Через центральную площадь у дворца ехать было нельзя, стража завернула их, и Унжу поехал краем. Бронзовые львы из фонтанов глядели на Унжу своими выпуклыми глазами, слепыми под пленкой воды.
Дальше над всем городом угрюмая, из огромных камней внутренняя крепость, башня-цитадель, но Унжу не смотрел на нее.
Из переулка выехал вдруг тысячник Хумар-хаджиб в пестром халате, позади два нукера в кольчугах, шлемах, при полном оружии, даже красные колчаны набиты.
Унжу посмотрел в лицо Хумару, Унжу не любит чужое сожженное свое лицо, но знает, что узнать его трудно. И Хумар не узнал, хотя когда-то…
…Девять лет назад он вместе с Кадыр-ханом и Огулом провожал Унжу к тому каравану, который увез его на восток. Тогда Хумар и Огул, провожая его, ехали вдоль Шелкового пути, то возникая, то пропадая за холмами…
Впрочем, об этом лучше забыть.
Улица, уходящая вправо, была его улицей, и за поворотом возникал его, Унжу, дувал и его, Унжу, дом.

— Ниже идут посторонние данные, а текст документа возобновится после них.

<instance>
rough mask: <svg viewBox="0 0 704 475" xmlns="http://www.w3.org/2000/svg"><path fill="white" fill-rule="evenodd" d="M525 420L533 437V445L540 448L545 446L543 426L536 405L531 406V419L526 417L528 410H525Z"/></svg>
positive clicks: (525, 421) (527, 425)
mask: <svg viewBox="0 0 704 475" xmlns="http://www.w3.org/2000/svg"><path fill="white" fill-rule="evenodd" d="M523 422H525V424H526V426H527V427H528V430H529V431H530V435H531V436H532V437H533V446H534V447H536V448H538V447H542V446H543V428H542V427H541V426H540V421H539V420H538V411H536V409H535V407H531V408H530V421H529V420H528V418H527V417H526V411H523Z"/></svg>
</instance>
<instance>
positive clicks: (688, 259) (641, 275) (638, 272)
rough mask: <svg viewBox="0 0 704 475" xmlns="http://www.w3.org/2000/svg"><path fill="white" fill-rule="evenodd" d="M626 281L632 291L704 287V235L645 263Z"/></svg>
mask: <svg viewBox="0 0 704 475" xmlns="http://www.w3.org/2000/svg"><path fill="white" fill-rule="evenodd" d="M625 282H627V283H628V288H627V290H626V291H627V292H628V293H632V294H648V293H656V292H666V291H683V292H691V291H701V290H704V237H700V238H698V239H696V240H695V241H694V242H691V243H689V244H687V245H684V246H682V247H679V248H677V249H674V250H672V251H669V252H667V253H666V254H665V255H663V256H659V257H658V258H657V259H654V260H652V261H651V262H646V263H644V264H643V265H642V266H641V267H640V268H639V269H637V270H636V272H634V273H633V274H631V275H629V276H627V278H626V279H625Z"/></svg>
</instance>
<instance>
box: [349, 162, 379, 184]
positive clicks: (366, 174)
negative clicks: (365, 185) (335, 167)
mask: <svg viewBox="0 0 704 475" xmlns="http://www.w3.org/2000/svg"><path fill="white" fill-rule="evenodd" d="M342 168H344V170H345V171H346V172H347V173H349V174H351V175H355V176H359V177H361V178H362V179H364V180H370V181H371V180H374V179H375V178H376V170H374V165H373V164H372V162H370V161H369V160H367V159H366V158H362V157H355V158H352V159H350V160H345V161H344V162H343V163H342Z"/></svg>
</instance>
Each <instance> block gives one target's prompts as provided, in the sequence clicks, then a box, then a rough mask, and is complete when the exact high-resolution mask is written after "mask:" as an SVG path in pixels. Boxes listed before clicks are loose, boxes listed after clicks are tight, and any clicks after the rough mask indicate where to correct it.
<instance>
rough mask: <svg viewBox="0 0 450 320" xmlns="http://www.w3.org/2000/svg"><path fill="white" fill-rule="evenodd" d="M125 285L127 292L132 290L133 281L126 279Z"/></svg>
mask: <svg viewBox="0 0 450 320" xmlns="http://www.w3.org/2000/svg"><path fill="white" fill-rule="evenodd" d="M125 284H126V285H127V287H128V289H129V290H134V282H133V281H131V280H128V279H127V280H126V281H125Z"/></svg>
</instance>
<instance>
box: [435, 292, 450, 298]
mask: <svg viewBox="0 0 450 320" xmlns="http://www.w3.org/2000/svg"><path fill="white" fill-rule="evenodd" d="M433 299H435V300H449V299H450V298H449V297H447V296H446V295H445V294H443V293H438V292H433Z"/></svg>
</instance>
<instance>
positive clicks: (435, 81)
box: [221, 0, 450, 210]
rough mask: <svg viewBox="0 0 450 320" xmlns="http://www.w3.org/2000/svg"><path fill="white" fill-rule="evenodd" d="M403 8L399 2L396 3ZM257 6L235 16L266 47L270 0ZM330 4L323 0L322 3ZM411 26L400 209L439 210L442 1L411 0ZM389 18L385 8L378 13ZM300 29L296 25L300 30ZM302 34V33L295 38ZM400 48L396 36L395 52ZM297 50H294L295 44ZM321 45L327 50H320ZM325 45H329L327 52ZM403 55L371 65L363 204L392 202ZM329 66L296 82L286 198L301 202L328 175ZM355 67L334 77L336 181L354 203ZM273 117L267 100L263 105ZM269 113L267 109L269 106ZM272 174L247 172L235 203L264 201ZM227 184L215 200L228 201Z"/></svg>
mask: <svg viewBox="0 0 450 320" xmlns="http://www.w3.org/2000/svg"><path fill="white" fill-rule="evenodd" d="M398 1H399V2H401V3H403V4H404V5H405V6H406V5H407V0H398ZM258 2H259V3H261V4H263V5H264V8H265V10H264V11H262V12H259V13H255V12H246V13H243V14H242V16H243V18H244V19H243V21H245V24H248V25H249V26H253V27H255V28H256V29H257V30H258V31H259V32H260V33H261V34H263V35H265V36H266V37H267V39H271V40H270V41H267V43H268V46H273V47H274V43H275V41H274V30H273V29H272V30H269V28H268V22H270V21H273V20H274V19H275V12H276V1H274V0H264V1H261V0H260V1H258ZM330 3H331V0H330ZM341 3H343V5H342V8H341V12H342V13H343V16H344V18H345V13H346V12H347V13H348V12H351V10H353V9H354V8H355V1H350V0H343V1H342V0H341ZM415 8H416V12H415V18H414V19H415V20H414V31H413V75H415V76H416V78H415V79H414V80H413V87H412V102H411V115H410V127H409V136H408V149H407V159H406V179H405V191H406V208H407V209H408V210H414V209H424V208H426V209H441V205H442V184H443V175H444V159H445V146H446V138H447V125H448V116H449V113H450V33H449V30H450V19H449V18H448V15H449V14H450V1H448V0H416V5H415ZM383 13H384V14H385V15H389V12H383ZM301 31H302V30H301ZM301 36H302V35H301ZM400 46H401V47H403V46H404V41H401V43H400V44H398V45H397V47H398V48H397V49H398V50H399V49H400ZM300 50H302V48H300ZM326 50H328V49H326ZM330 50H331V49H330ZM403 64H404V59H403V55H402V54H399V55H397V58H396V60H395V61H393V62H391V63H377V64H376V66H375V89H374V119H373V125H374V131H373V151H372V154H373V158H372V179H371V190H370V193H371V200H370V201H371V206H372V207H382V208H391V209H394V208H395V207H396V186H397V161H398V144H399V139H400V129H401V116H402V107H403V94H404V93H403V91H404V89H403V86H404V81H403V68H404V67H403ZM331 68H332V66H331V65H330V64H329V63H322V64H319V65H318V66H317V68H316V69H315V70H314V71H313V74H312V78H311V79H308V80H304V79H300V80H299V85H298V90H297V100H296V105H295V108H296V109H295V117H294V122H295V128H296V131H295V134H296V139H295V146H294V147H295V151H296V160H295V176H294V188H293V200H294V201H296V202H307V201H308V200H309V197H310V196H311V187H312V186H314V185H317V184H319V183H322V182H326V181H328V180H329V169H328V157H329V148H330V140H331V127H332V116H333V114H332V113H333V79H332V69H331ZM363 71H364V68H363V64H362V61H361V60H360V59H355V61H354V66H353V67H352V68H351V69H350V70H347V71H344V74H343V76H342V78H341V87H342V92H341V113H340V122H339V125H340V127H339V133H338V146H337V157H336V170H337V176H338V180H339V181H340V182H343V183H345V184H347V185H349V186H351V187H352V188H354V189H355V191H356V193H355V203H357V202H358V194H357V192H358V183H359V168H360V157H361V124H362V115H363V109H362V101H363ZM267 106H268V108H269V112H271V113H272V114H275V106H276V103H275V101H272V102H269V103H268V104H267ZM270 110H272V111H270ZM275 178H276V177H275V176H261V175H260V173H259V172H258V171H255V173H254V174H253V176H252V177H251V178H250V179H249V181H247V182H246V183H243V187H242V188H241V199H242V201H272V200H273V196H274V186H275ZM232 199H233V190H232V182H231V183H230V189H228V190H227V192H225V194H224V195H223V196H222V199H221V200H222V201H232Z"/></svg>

Дувал был полуразрушен, купол просел, жухлая трава была по пояс, а шелковицы в саду странно кривые. Прямо с седла он прыгнул через дувал, прошел по цветным изразцам дорожки и остановился в удивлении: из пролома в крыше дома стали вылетать воробьи, много воробьев, в его доме жили воробьи, вот что было смешно. Унжу сел на корточки и стал смотреть на странный свой дом-гнездо. Казалось, что что-то должно случиться, но ничего не происходило, и птицы постепенно возвращались на место. Когда Унжу встал и обернулся, то за калиткой увидел женщину с маленьким мальчиком, лицо у нее было прикрыто платком, женщина говорила с рабом-булгаром, вернее, тот говорил, приплясывая от возбуждения. Она ему что-то дала, видно, монетку. Это была Кулан, он сразу узнал, несмотря на платок на лице. Ее дом, вернее, дом ее родителей был напротив, когда-то он хотел жениться на ней и из-за нее построил себе вот это, с проваленной теперь крышей.